Contrary to the Home Hemodialysis and In-center Hemodialysis market controlled by monopolies and duopolies, is the truly remarkable free market competition of the Acute Kidney Injury market in hospital based ICU's. Here, we see not only market competition, but all innovative dialysis strategies giving providers full access to all possible combinations of TIME, Frequency, Convection modalities and high flux artificial kidneys. It is a market that is not controlled entirely by Nephrology alone, nor large dialysis organizations. Here Outset Medical with their Tablo dialysis machine is making popular headway in the acute renal treatment market.
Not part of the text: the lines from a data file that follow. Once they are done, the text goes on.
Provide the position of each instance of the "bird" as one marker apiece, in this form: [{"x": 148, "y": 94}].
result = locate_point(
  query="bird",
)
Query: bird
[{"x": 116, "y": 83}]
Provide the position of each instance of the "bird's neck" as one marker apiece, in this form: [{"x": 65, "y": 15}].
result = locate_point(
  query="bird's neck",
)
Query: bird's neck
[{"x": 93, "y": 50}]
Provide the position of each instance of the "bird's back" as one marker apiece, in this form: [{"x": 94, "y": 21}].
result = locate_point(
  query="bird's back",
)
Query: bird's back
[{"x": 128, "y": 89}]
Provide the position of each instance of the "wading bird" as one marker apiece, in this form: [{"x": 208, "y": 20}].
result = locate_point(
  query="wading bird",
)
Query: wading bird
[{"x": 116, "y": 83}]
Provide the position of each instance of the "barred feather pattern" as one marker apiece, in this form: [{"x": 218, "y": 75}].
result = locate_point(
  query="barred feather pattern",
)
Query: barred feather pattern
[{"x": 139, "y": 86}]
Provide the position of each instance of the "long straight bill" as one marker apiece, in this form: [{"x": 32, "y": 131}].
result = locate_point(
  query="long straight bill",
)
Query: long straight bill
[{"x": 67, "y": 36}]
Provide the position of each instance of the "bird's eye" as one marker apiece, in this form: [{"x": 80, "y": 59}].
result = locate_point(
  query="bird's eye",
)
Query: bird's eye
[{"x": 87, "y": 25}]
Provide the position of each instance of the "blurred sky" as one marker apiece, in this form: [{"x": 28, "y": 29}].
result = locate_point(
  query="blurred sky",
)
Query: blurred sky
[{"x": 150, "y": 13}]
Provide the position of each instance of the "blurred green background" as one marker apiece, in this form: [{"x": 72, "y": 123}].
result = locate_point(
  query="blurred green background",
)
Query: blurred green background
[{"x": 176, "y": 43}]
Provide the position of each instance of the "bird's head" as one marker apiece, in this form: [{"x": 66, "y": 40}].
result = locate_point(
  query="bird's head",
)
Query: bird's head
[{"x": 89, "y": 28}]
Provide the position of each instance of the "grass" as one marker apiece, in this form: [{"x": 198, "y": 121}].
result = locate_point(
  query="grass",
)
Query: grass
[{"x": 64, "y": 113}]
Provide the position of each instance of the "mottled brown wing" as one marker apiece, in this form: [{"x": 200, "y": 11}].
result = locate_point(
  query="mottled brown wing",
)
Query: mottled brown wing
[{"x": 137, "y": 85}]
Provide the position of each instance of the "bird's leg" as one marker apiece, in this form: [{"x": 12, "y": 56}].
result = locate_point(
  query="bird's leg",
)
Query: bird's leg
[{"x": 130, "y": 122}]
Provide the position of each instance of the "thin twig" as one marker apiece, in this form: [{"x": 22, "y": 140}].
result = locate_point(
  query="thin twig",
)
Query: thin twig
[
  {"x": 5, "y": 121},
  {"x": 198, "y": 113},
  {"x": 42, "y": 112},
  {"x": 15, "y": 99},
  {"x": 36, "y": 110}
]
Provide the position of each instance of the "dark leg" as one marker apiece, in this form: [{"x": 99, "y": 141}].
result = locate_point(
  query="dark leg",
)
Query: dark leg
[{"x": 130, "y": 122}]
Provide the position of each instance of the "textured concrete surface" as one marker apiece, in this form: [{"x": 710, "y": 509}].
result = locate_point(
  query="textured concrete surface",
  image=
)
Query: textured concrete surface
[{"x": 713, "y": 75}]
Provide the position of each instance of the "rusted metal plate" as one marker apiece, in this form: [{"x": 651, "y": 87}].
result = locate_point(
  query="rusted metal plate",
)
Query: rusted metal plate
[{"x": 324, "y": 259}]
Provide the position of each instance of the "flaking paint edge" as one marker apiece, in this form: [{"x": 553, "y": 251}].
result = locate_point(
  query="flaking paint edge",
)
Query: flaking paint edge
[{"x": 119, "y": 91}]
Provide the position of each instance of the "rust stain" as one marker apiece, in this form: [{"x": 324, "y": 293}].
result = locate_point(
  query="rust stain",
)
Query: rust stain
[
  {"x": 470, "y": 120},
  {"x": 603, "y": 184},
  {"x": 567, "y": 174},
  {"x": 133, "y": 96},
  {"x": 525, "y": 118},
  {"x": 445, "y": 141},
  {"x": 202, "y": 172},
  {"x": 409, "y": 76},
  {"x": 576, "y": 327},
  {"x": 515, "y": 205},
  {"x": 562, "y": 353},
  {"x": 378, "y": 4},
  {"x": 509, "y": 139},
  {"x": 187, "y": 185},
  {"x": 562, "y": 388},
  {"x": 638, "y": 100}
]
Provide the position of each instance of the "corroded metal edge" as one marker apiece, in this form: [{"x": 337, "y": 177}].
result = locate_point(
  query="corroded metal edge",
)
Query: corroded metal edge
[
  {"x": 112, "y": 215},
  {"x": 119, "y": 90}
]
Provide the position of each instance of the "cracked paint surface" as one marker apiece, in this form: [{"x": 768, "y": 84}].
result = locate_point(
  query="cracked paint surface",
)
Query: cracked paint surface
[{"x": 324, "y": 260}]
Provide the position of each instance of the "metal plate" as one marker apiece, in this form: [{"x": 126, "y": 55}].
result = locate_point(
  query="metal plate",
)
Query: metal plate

In fact, other new dialysis machines such as Quanta are entering the US market through the ICU acute care market to gain acceptance. Although Tablo has had FDA warnings on marketing info that included unapproved 24 hour data to challenge the CRRT market, Tablo is well poised to dominate the market of SLED, SLEDD, SLEDD-f and CRRT with its quick, simple set up and small size compared to the RO systems. But for patients, economic competition leading to provider freedom in the ICU is giving patients the best choices, the best options and the best outcomes possible that dialysis can offer. In the ICU, there are many US and international companies providing doctors true choice in dialysis modality and a very interesting competition between critical care doctors and nephrologists on who controls this market.
This same free market competition is completely lacking in both the in-center and home hemodialysis markets. We find here instead, a monopoly in Home Hemodialysis and a Duopoly with in-center dialysis, that stifles physician and patient control over treatment paradigms. Today, Fresenius and DaVita have overt control over dialysis prescriptions, machines, supplies and protocols. Fortunately, in the Acute Kidney Dialysis Market, freedom is still a word you can use truthfully and appropriately, when we consider the freedom that critical care doctors, ICU nurses and nephrologists have because of economic competition in the Acute Kidney care realm of dialysis in the ICU.
While it may be too late to positively impact free market competition in the chronic dialysis population short of anti-trade actions by the FTC and the DOJ, we should cherish the freedom found in the ICU for dialysis care. It is easy to recognize the cognitive dissonance between the hundreds of academic articles debating dialysis protocols that deny TIME as an independent factor of ESRD, dialysis mortality in chronic kidney care ICU dialysis protocols. The ICU docs understand well that longer, slower and more frequent is the winning dialysis protocol for patient survival. Perhaps, some of the nephrologists advocating that TIME and Frequency do not impact mortality will one day carry over what they learn in the ICU to their chronic patients suffering the effects of "for-profit greed" that leads to Death and Deficiency in Kidney Treatment across this nation.